There are several forces that shape nucleotide usage in viral genomes.
For instance, some motifs are more likely to be recognized by the host's immune system, and are therefore generically avoided by viruses.
Moreover, the codon usage of viruses is determined by the availability of tRNAs in the host cell, which in turn is influenced by the host's own codon usage.
This interplay between host and virus codon usage and the avoidance of motifs recognized by the host's immune system are a key factors in the adaptation of viruses to their hosts.
By studying the patterns of nucleotide and codon usage in viral genomes, we can gain insights into the evolutionary processes that shape these genomes, and use this knowledge to develop new tools for tracking emerging pathogens, developing vaccines, and designing antiviral drugs.

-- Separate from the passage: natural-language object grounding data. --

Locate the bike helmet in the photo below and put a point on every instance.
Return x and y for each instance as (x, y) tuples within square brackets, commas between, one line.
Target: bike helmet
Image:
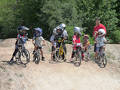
[(39, 30), (101, 32), (77, 30), (63, 26), (86, 36), (59, 30), (22, 30)]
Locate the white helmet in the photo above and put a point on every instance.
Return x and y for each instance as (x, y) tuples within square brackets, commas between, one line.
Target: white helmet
[(101, 31)]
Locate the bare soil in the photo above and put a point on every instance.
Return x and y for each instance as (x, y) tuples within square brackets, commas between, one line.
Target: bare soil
[(58, 76)]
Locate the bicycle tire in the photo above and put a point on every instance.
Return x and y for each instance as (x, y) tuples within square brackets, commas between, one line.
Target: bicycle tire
[(37, 59), (103, 62), (25, 57), (78, 58)]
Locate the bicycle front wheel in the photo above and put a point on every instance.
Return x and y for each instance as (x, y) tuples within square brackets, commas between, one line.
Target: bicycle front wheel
[(78, 59), (25, 56), (103, 62)]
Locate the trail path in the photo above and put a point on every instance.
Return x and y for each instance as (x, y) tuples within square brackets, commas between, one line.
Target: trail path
[(59, 76)]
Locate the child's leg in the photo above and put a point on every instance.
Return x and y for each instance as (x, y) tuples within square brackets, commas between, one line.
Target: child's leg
[(72, 56), (14, 54), (52, 53), (97, 51), (42, 53)]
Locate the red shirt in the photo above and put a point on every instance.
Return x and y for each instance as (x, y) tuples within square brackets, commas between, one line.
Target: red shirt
[(96, 28)]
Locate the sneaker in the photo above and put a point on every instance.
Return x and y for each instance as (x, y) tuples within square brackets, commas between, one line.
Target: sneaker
[(43, 58)]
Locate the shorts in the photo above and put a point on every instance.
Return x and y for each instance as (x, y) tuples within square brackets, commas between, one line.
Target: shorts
[(53, 48), (98, 49)]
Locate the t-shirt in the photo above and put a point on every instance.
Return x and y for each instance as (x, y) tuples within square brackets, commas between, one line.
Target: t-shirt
[(53, 37), (38, 40), (76, 42), (22, 39), (96, 28), (100, 41)]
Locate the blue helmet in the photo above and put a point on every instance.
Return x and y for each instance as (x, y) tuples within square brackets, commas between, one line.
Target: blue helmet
[(39, 30)]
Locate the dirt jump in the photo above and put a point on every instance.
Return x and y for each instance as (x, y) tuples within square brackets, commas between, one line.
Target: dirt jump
[(58, 76)]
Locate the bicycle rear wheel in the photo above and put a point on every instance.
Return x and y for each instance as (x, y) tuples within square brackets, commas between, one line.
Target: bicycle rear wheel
[(103, 62), (25, 56), (78, 59)]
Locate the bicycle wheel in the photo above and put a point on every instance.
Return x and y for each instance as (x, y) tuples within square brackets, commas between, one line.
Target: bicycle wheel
[(37, 59), (103, 61), (25, 56), (78, 58), (18, 58)]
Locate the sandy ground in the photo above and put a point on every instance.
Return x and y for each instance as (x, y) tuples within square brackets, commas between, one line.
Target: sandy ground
[(58, 76)]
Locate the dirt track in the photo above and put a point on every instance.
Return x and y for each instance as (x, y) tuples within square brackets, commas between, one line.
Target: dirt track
[(59, 76)]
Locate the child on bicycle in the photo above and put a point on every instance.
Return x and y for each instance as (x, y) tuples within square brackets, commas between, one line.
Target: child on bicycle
[(100, 41), (58, 32), (21, 40), (37, 39), (76, 41), (86, 45)]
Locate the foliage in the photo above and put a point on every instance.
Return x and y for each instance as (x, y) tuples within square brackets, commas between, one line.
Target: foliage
[(48, 14)]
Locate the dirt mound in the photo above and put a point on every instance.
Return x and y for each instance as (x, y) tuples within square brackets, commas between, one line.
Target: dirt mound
[(58, 76)]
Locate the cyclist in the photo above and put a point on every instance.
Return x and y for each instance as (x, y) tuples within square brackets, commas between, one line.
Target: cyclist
[(96, 28), (100, 41), (37, 39), (21, 40), (86, 45), (76, 41), (58, 32)]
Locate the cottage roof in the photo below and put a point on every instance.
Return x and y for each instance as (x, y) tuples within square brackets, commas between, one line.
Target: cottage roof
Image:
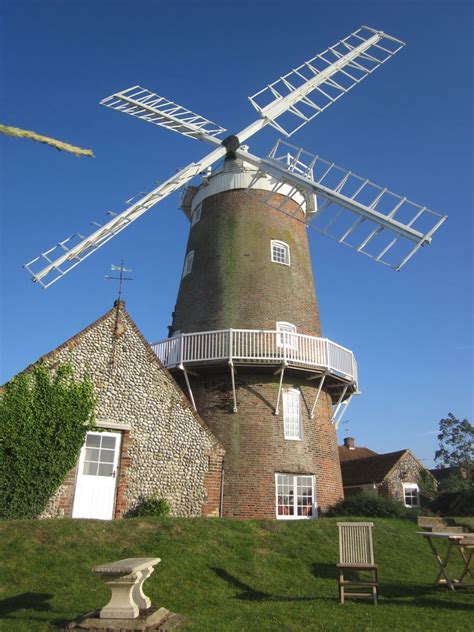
[(371, 469), (119, 309)]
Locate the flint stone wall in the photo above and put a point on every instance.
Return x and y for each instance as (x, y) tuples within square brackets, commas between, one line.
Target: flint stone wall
[(407, 470), (169, 451)]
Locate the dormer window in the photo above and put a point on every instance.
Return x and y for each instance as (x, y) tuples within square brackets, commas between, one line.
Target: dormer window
[(196, 214), (188, 263), (280, 252)]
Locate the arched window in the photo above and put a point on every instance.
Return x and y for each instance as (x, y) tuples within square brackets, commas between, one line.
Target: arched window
[(280, 252), (196, 214), (188, 263)]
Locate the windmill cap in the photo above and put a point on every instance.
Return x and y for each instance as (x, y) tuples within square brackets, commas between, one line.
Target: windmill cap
[(237, 174)]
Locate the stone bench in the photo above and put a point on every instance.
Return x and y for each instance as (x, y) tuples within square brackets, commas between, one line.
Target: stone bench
[(125, 579)]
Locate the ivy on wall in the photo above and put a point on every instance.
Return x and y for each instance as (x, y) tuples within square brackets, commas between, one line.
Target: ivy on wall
[(44, 417)]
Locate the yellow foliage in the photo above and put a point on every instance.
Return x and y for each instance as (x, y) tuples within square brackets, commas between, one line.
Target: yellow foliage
[(52, 142)]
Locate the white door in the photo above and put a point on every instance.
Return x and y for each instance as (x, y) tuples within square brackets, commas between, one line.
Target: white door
[(97, 476)]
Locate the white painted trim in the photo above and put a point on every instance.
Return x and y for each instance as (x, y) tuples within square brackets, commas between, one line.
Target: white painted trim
[(416, 488), (245, 177), (292, 392), (112, 425), (290, 341), (313, 492), (280, 244)]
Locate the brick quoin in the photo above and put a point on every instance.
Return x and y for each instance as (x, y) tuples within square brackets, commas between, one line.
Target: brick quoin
[(233, 283)]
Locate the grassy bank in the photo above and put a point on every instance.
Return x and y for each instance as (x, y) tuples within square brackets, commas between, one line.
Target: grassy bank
[(224, 575)]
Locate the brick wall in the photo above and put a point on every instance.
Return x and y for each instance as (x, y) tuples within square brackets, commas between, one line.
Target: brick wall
[(406, 470), (233, 282)]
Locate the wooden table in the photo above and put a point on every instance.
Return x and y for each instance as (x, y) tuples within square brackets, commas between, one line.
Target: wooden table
[(464, 543)]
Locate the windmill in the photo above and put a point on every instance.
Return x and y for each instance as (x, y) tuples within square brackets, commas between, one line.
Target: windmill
[(245, 342)]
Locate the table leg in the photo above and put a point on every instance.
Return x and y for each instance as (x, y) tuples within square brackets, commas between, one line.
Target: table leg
[(467, 562)]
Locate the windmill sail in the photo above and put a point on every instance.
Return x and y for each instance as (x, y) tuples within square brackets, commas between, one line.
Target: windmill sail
[(150, 107), (299, 96), (353, 210)]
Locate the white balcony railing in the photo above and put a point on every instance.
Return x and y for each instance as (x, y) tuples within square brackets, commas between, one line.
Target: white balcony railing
[(259, 346)]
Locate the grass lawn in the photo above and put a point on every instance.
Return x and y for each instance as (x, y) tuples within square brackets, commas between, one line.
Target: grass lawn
[(224, 575)]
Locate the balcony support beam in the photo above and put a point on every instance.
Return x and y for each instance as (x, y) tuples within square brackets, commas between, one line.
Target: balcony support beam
[(191, 396), (321, 384), (281, 370), (343, 411), (338, 405)]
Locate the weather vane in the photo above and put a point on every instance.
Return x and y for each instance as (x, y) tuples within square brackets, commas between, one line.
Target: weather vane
[(121, 278)]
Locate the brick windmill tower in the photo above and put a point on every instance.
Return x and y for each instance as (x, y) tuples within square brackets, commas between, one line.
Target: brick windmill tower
[(245, 342)]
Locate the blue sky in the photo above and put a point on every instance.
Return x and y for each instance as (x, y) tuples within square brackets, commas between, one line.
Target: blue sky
[(408, 127)]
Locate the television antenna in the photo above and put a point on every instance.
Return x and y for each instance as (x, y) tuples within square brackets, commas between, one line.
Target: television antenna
[(120, 269), (367, 217)]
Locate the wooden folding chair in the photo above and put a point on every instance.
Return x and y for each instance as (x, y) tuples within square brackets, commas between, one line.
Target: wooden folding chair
[(356, 553)]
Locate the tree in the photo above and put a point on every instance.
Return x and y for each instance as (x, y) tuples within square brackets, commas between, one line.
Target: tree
[(52, 142), (44, 417), (456, 445)]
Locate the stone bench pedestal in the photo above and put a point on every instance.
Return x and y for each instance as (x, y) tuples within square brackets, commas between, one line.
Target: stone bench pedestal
[(129, 609), (125, 579)]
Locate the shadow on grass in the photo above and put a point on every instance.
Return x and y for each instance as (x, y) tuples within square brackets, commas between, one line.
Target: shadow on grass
[(25, 601), (250, 594)]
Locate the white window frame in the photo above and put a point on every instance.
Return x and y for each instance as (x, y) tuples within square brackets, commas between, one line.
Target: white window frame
[(292, 425), (285, 338), (411, 487), (293, 491), (275, 243), (196, 216), (188, 263)]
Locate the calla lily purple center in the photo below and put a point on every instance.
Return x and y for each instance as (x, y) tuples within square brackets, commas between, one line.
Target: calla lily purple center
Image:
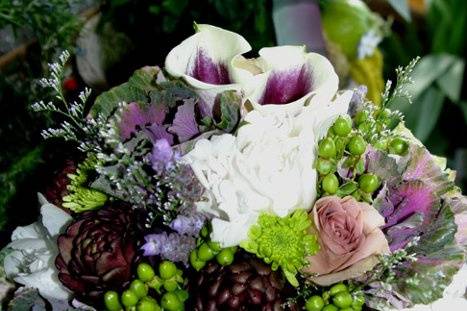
[(206, 70), (287, 86)]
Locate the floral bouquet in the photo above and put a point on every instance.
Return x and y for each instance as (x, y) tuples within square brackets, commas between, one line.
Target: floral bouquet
[(226, 183)]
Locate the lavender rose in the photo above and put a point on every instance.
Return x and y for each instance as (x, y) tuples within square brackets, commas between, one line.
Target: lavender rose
[(350, 239)]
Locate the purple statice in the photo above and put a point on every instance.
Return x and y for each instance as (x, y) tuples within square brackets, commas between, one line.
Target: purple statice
[(173, 246), (188, 224)]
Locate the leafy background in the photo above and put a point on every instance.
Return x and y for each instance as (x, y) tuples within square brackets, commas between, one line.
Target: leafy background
[(135, 33)]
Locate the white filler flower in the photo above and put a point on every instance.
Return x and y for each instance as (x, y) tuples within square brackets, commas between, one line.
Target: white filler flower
[(34, 248), (267, 167)]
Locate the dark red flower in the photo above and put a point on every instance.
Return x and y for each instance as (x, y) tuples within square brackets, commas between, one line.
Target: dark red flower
[(97, 251)]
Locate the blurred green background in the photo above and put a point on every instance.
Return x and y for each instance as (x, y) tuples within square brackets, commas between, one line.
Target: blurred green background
[(110, 39)]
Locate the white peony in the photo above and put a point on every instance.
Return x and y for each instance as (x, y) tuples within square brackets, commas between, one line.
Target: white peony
[(34, 248), (267, 167)]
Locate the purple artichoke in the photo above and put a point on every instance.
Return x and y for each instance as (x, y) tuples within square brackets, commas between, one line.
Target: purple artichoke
[(97, 251)]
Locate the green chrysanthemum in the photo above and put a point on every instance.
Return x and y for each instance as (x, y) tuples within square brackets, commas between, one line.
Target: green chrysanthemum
[(283, 242), (81, 198)]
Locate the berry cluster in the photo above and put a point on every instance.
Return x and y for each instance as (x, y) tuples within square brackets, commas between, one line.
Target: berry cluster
[(344, 146), (206, 250), (168, 284), (338, 297)]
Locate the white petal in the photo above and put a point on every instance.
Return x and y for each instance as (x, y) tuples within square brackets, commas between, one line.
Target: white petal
[(214, 45), (54, 219), (289, 77)]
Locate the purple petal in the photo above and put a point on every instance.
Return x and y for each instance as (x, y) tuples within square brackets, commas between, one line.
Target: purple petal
[(162, 155), (156, 132), (287, 86), (184, 124), (406, 208), (206, 70), (135, 117)]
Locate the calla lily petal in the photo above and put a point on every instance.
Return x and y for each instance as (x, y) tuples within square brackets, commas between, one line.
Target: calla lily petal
[(289, 77)]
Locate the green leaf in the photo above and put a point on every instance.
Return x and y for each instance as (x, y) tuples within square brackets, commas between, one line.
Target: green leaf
[(229, 102), (401, 7), (135, 90), (347, 189), (451, 81), (424, 113), (427, 71)]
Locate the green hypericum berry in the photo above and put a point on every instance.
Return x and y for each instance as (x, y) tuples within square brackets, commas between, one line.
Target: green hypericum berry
[(196, 263), (205, 253), (139, 288), (342, 300), (357, 145), (368, 183), (342, 126), (327, 148), (398, 146), (129, 298), (145, 272), (167, 269), (112, 303), (323, 166), (330, 184), (225, 257), (148, 304), (171, 302), (337, 289), (170, 285), (215, 246), (182, 294), (314, 303), (361, 117)]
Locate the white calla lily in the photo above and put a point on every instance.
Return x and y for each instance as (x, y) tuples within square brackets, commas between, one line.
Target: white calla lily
[(286, 77), (204, 60), (267, 167), (32, 259)]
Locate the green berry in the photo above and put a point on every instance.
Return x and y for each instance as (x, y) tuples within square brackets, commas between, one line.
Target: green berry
[(145, 272), (170, 285), (342, 300), (398, 146), (182, 294), (111, 301), (171, 302), (215, 246), (129, 298), (337, 288), (356, 145), (167, 269), (148, 304), (330, 184), (368, 183), (342, 126), (139, 288), (330, 308), (327, 148), (205, 253), (361, 117), (314, 303), (324, 166), (225, 257), (195, 262)]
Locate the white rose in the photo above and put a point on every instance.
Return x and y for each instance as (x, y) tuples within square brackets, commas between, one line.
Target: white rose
[(32, 261), (267, 167)]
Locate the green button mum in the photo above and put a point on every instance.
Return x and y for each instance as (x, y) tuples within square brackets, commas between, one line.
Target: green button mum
[(283, 242)]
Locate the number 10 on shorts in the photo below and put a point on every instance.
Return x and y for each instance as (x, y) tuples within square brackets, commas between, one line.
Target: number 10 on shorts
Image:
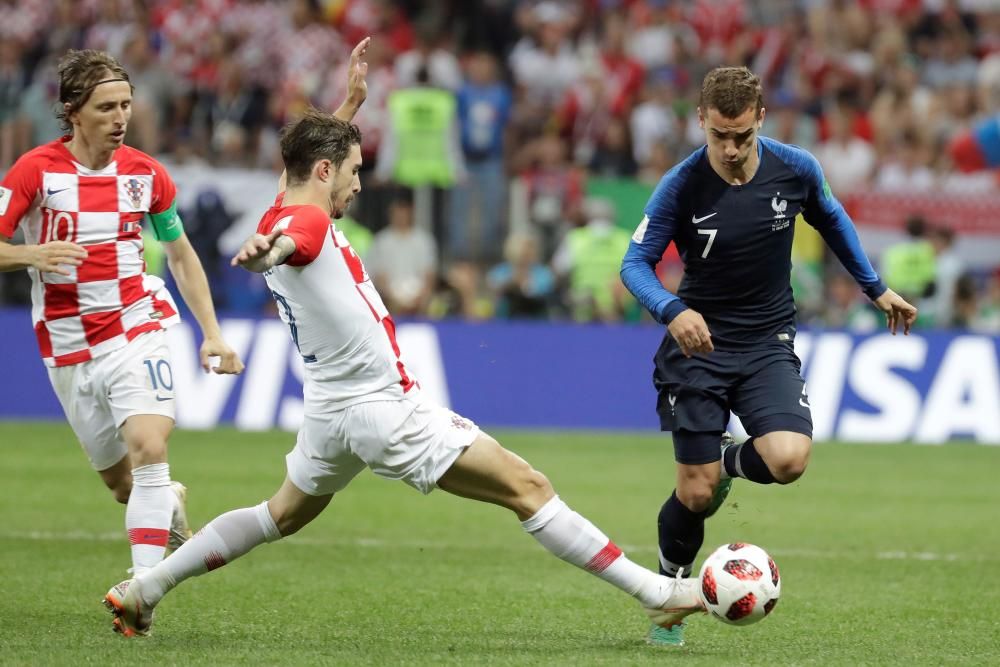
[(160, 374)]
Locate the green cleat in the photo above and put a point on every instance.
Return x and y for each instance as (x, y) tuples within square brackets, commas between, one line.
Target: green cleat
[(722, 490), (663, 637)]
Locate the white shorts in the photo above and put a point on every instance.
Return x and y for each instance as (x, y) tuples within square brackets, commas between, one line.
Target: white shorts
[(99, 395), (409, 439)]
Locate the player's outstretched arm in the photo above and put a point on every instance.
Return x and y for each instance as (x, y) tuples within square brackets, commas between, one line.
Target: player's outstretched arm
[(52, 257), (357, 85), (262, 252), (357, 93), (193, 285), (897, 311)]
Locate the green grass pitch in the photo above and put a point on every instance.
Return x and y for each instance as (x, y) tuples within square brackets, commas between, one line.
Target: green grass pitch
[(888, 554)]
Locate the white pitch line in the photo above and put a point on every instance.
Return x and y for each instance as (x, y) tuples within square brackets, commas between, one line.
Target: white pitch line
[(378, 543)]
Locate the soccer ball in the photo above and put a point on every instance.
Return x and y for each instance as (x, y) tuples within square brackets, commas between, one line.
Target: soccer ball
[(739, 583)]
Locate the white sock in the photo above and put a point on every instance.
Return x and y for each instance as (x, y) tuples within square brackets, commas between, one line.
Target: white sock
[(148, 513), (575, 540), (223, 540)]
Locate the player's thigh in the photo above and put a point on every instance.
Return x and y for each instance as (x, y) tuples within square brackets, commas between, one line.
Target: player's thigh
[(487, 472), (692, 402), (321, 464), (88, 414), (411, 439), (771, 395)]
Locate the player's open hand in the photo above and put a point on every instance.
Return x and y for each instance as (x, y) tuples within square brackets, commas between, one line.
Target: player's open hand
[(56, 256), (357, 85), (255, 247), (897, 311), (691, 333), (229, 361)]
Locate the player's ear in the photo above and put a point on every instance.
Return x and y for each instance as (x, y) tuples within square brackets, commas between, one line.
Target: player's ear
[(324, 170)]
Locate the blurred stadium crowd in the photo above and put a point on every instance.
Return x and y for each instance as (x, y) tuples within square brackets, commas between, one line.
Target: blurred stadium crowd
[(551, 120)]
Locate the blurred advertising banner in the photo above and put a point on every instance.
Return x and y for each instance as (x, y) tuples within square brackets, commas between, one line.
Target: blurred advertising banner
[(930, 387)]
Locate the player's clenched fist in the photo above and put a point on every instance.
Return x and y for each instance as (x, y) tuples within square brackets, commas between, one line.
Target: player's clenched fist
[(229, 361), (255, 247), (691, 333), (55, 256), (897, 311)]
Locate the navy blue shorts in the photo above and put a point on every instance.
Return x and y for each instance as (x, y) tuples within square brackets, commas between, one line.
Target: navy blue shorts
[(762, 385)]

The aim of this project was to use methods from statistical physics to build new tools to investigate the role of nucleotide and codon usage in the adaptation of human-infecting viruses to their hosts. The project was divided into two main objectives: (1) to develop a method to identify the pressures that each host exerts on the nucleotide and codon usage of its viruses, and (2) to investigate the role of nucleotide and codon usage in host adaptation of human-infecting viruses following host jumps.
In addition to the main scientific objectives, the project was also aimed at developing the skills of the researcher, in particular by providing training in the use of statistical physics methods to study biological systems, and in the use of machine learning techniques to analyze genomic data.
Both the scientific and the training objectives of the project were successfully achieved, and the fellowship has been instrumental in the researcher's career development: immediately after the end of the project, the fellow joined a startup company as a Senior Data Scientist to perform research on machine-learning-guided development of phage cocktails for the treatment of bacterial infections.